At the urging of their teacher, Chloe Hill, eight students from a digital photography class at Waltham High School were among those who submitted portfolios for RAW's Critique by a Globe Photographer feature.
This month's Globe photographer, Pulitzer Prize winner Essdras Suarez, picked the portfolio of one of the students, Anna O'Brien, for a full critique. But he also agreed to comment on what he thought was the best work from each of the other students. So consider this a Critique by a Globe Photographer bonus feature.
By Essdras M. Suarez
There was a lot to like in the work of this group from Waltham High School. It’s nice to see students who aren’t afraid to experiment in their photography. Not every shot was a winner, of course. These are teenagers with point-and-shoot cameras. But most of them are already beyond the “snapshot” stage. They’re already thinking in terms of composition and technique, and it shows.
I want to thank their teacher, Chloe Hill, for inspiring them and insisting (gently, I’m sure) that they submit their work for something as potentially scary as a critique by me.
I’ve commented on one picture from each of their portfolios. In most cases it was the one I liked best, but one or two were picked simply because they illustrated a point I wanted to make to the group as a whole.
This shot by Amie Patel is the most evocative of the several photos we got of what I take to be the flagpole outside Waltham High. It’s a good example of a photograph where the whole is more than the sum of its parts.
I love its abstract quality. The composition is almost an optical illusion. It takes a little time to figure out what’s going on, and that makes it visually interesting. The muted palette of color and the soft focus also work well to convey a dark mood.
Angela Ortiz took this shot of a flower, and first of all I want to congratulate her for experimenting with black and white. Her picture has a Georgia O’Keeffe quality to it. It evokes images of the southwest. The little bud on the left and the piece of one on the right add a lot to the image. We’re looking at the stages of life in a contained box.
I love the shallow depth of field, which isolates the important parts of the image from an otherwise distracting background, but you need to pump the contrast. I suspect this image was originally shot in color and you converted it to black and white using software like Photoshop. That’s OK, but the resulting image often looks “flat”, as this one does. The solution is to increase the contrast – to find a “pure black”. Fortunately, that’s pretty easy to do in most image software.
Here’s another flagpole shot, this one by Andrea Lewis.

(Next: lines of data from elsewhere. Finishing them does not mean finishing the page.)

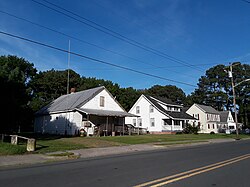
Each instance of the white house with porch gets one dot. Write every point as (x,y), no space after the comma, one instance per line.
(226,122)
(95,111)
(158,115)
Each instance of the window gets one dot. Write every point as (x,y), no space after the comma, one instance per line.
(140,122)
(152,122)
(134,122)
(197,116)
(137,109)
(151,108)
(102,100)
(176,122)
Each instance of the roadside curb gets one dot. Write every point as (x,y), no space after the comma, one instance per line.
(17,160)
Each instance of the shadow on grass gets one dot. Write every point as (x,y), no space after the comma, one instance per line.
(43,136)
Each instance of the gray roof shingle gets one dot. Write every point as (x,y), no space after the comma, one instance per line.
(70,101)
(172,114)
(208,109)
(224,116)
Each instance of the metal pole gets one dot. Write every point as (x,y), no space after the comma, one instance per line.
(234,102)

It’s a good shot that could be improved by cropping both at the top and the bottom. Then you’d have parallelism in its composition – you’d have the triangle of the flag and flagpole balanced by the triangular shape of the foliage. The negative and positive space would be balanced.

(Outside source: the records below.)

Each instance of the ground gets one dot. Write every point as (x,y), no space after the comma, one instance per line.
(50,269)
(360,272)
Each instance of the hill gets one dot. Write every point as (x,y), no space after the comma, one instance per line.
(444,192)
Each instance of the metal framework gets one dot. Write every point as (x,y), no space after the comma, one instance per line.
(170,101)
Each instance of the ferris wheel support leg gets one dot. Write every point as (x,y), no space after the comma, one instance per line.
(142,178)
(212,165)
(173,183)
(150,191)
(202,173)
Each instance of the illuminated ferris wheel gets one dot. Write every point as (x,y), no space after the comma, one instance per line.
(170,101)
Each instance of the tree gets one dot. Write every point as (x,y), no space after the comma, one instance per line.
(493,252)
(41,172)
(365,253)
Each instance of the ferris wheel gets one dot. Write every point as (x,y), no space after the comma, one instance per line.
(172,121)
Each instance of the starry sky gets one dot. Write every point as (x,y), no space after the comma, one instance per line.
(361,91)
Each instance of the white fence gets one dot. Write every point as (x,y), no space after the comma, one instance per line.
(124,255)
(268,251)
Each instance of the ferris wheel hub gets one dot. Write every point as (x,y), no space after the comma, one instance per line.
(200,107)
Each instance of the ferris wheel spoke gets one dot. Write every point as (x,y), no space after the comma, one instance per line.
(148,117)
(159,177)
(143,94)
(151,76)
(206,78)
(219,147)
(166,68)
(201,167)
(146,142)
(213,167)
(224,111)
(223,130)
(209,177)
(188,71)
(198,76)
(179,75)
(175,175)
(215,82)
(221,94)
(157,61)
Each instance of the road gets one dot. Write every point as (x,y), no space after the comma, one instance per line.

This leaf image is from El Jan Daulo. The first thing you notice is that it’s overexposed by 2 to 3 stops – something El Jan will learn to correct. As a composition, however, it’s not bad. It has layers of complexity – a point of entry (blades of grass) that lead to a focal point (the leaf). Then he gives you a bonus, the horizon. There’s a certain ephemeral quality to it. Crop the horizon out, however, and the picture loses its impact.
I think this silhouette from Esther Park would be better as a vertical. The merit of the photo lies in the fact that the man’s shadow is so nicely contained within the shaft of sunlight. You’d lose nothing of importance if you cropped in a couple of inches on both sides, and the heart of the image would be much less distractingly framed. The old cliché, “when in doubt, take it out”, works as well in photography as it does elsewhere.
Jenn V. must have a pretty good “eye” to have picked out such an interesting subject. Where most people would see wires and light bulbs, she saw textures and patterns and colors worth photographing. As a result, she turned something mundane into something that transcends its content. Good job.
Shannon Kelly, who took this picture, tells us she is thinking about majoring in photography in college. Good for her. It’s clear she’s got talent. This is a beautiful composition with a timeless quality to it. It could have been taken on a Paris street corner in the 1930s. Not only did she use the space within the picture well, but there is texture and real character in the woman’s face.
My criticisms are technical. Be careful of your exposures. I can tell the lighting here was tricky, but you overexposed the highlights and lost detail in her hand and shoulder. Dealing with difficult lighting is something you can learn, and something you’ll get better at with experience. Your “eye” for composition, though, is something you were born with.
Good luck to all of you. I hope you and your classmates keep shooting. Photography is a wonderful and rewarding hobby, and if you’re really lucky, a wonderful and rewarding job.